Три человека в каком-то кабинете судили нас троих: Баулина, Баулину и меня. Суд длился десять минут. Дали по 25 лет и 5 лет поражения в правах — как раз вышел указ Сталина о замене смертной казни 25 годами.
Через два дня после суда меня отправили в Бутырскую тюрьму. В камеру, рассчитанную на шесть человек, затолкали шестнадцать. Примерно через неделю меня перевезли в пересылочную тюрьму на Красной Пресне, а потом отправили на этап. Погрузили нас в товарные телячьи вагоны, повезли в Сибирь. Проезжали мимо Байкала, был мороз, в вагоне все заиндевело.
У меня на шее был фурункул, он назрел и очень болел. Один заключенный сказал: «Давай я тебе выдавлю». Выдавил, после чего я сразу ослеп. Я как стоял, так и присел, уткнул голову в пол и горько заплакал. Плакал я минут двадцать, горячо молясь Богу, потом открываю глаза — увидел свет и от радости опять заплакал.
Так ехали мы до станции Светлая (точно не помню), потом наш поезд пошел строго на север, до станции Ургал. Нас повели в лагерь, но ни один лагерь нас не принимал, так как такого срока ни у кого не было. Этот срок придумал Сталин, чтобы получить побольше бесплатной рабочей силы, — для него люди были как скот.
Наша зона была с двойным ограждением, между двумя рядами проволоки бегали огромные собаки. Поселили меня в барак, указали нары. Соседом оказался симпатичный человек, бывший вор. Он сказал, что давно «завязал», и посоветовал:
— Держись меня, я буду тебе помогать.
Я рассказал ему, кто я. В день, когда давали дольку сахара, блатные тут же его отбирали, но мой сахар сосед не отдал блатным.
На работу возили на строительство железной дороги, которую впоследствии назвали БАМ. Сопка представляла собой сплошную скалу, норма выработки — метр на метр в ширину, пять сантиметров в глубину. За это давали горбушку хлеба. Норму выполнить было невозможно. Лом замерзал, руки отмораживались. Мороз был 63 градуса. Один заключенный вылез из котлована по легкой нужде, его конвой сразу убил.

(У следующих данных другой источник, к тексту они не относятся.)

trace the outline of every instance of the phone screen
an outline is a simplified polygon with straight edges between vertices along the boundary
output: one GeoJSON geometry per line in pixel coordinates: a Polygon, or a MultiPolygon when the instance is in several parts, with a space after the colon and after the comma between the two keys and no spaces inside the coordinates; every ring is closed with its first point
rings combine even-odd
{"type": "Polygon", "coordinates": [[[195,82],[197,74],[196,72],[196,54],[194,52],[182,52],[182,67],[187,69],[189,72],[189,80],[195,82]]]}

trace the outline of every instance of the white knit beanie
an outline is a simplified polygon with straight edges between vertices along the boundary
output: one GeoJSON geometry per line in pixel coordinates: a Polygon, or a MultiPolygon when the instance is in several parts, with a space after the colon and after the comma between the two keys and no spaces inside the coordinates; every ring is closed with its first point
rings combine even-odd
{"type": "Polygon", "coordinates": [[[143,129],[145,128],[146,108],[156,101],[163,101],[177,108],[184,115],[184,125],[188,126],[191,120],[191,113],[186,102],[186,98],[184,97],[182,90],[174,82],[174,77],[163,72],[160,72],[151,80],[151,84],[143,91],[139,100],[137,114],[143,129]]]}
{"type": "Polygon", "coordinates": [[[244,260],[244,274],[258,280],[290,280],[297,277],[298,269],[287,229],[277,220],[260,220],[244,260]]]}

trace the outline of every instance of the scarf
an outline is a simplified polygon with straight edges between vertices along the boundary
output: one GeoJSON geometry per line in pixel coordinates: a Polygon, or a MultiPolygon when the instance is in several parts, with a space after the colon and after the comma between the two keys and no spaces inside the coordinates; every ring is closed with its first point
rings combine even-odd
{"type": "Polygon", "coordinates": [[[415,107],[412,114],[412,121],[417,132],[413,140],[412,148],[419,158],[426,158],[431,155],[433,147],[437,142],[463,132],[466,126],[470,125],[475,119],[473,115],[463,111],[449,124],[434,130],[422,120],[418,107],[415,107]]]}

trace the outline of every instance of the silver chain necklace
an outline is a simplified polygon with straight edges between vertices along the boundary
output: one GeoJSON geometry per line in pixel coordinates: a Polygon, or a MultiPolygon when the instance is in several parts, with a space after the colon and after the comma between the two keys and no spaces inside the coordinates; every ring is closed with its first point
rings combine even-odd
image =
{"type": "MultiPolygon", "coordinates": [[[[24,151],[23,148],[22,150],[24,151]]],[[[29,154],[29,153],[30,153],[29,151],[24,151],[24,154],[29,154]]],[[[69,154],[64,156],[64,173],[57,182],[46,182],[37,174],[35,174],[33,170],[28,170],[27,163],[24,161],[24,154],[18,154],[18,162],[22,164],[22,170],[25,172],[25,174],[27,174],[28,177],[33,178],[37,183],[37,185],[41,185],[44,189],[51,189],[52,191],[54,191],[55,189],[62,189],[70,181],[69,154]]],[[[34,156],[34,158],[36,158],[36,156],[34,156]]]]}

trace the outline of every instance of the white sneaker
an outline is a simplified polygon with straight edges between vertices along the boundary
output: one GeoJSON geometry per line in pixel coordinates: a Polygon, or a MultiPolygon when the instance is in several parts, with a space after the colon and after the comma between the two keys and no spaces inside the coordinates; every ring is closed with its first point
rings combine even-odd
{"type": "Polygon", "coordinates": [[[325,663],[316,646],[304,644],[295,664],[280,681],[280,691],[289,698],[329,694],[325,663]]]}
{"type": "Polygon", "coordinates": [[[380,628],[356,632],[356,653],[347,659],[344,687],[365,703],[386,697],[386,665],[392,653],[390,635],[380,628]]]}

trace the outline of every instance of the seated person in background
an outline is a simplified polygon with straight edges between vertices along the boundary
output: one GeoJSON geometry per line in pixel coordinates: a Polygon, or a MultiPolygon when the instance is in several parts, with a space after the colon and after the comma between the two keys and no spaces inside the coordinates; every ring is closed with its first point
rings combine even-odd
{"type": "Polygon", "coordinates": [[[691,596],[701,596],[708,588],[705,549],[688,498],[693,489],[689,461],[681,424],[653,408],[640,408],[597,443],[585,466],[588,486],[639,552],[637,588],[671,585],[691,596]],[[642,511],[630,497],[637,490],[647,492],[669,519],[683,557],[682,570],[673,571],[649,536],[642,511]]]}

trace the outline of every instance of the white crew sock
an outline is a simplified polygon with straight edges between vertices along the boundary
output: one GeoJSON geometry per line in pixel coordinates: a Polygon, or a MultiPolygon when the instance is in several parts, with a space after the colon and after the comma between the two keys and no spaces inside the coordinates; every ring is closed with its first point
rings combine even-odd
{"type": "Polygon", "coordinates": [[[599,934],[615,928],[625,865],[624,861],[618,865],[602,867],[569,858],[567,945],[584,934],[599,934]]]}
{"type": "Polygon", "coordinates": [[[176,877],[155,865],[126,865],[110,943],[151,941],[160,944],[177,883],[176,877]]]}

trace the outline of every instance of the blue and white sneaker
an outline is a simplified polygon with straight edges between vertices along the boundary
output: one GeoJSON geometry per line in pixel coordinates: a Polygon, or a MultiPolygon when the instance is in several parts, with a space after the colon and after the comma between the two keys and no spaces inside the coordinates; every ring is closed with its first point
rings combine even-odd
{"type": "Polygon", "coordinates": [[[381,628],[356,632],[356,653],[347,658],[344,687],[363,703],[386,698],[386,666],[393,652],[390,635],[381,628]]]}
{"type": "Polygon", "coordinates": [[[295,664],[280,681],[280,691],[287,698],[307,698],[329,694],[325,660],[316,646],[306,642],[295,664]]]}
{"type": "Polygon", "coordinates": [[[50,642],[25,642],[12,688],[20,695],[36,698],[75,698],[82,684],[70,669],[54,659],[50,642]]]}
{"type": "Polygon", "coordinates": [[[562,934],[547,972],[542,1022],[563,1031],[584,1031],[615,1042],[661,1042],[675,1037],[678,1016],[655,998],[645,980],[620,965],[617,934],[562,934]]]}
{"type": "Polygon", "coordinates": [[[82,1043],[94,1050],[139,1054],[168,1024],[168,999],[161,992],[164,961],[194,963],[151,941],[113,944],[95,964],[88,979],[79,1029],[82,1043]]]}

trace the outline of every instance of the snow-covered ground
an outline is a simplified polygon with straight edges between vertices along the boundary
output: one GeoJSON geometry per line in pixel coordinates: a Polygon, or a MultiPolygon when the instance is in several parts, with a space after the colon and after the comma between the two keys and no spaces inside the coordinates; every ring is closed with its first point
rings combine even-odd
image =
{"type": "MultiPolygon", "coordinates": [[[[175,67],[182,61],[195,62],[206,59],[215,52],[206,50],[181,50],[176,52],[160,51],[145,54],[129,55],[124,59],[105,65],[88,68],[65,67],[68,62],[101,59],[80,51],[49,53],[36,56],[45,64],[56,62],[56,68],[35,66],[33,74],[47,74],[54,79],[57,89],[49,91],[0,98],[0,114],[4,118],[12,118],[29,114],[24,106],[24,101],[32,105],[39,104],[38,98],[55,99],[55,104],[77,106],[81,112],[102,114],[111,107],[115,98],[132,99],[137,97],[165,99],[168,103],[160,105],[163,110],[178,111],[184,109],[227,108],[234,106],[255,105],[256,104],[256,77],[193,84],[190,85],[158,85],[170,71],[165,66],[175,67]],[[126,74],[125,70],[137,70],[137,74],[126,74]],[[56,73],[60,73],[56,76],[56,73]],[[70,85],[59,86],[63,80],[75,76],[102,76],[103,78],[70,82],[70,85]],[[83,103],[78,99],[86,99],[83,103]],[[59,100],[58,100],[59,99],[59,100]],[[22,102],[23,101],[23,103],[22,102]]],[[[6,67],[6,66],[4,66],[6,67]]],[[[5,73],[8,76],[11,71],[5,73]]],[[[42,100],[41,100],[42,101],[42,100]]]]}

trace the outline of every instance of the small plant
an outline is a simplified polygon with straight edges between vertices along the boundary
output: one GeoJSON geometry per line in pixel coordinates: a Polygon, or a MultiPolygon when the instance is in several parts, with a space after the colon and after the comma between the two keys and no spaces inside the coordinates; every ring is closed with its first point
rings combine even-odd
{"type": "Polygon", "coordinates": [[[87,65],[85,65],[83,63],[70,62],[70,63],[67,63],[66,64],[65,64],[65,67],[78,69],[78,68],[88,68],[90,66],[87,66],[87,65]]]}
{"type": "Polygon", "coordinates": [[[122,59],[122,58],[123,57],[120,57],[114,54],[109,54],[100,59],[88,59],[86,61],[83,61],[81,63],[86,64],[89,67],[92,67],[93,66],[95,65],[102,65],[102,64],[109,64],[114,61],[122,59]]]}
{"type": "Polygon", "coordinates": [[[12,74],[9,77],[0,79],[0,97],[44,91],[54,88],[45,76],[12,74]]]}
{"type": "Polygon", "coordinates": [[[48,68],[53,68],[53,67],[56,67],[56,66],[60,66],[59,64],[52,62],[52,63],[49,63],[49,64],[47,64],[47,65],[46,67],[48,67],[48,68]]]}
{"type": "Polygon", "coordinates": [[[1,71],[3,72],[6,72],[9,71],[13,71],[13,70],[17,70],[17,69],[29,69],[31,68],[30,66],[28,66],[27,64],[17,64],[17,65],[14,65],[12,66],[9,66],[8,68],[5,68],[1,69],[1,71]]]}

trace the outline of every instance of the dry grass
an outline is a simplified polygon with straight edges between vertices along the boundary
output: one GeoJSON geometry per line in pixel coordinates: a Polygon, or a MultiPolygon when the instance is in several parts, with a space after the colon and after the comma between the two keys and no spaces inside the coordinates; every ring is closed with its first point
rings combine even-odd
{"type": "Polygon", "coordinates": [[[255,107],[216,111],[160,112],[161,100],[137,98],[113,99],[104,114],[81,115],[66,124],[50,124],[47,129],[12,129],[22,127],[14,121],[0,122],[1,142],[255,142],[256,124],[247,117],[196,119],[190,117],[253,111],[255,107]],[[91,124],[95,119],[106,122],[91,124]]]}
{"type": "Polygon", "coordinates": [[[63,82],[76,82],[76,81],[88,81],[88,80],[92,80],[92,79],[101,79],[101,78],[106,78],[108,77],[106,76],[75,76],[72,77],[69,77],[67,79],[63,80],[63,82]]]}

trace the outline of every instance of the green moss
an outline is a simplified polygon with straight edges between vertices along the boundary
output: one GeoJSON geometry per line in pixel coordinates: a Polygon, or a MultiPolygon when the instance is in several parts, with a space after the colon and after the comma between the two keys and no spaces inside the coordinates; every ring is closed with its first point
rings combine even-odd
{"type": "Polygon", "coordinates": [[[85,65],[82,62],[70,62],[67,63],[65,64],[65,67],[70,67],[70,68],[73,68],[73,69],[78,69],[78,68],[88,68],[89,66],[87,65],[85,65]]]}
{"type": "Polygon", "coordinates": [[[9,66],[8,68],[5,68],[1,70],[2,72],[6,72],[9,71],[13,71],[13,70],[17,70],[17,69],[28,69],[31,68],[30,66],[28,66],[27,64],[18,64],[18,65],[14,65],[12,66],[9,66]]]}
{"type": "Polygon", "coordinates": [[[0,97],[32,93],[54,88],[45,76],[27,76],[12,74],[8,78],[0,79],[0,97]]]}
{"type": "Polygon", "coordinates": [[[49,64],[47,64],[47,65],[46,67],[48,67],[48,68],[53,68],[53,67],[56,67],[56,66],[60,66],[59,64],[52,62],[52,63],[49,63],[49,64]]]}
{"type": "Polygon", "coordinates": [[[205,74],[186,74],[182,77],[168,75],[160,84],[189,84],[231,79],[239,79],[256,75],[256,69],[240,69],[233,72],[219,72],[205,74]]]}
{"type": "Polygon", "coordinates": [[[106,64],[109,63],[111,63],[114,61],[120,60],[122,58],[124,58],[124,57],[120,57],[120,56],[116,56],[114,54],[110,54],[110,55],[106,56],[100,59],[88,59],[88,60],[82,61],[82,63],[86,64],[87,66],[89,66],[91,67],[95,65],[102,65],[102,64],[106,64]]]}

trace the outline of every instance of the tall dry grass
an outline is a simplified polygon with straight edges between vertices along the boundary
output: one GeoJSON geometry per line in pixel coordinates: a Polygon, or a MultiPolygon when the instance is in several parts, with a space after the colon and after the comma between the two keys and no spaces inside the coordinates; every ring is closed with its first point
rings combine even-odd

Так мы жили и работали в нечеловеческих условиях. В нашем бараке оказался баян. Я иногда играл на нем. Однажды пришел сука[24] и сказал:
— Бери баян и пошли со мной.
По дороге наказывал:
— Будешь громко играть, остальное — наше дело.
Зашли в барак, вижу — лежит на нарах человек, воры его разбудили, о чем-то стали с ним разговаривать, потом начали его прокалывать ножами. Я отвернулся и затих, мне приказали:
— Громко играй!
Его продолжали колоть, а он вдруг растолкал всех, прыгнул через стол прямо в окно, выбил раму и попытался бежать. Рама помешала ему, он упал, с трудом добежал до вахты и умер. Никаких разбирательств не было. Мне сказали: «Иди», и я ушел. Таких случаев было немало.
Прожили мы в этом лагере с месяц, и нас отправили на этап. Везли долго, переправили на пароме через реку Амур в город Комсомольск-на-Амуре. Из Комсомольска-на-Амуре нас повезли в порт Ванино, что стоит на берегу Татарского пролива. Здесь было двадцать две лагерных зоны. Начальство помещало политических заключенных с ворами и бытовиками в одном лагере.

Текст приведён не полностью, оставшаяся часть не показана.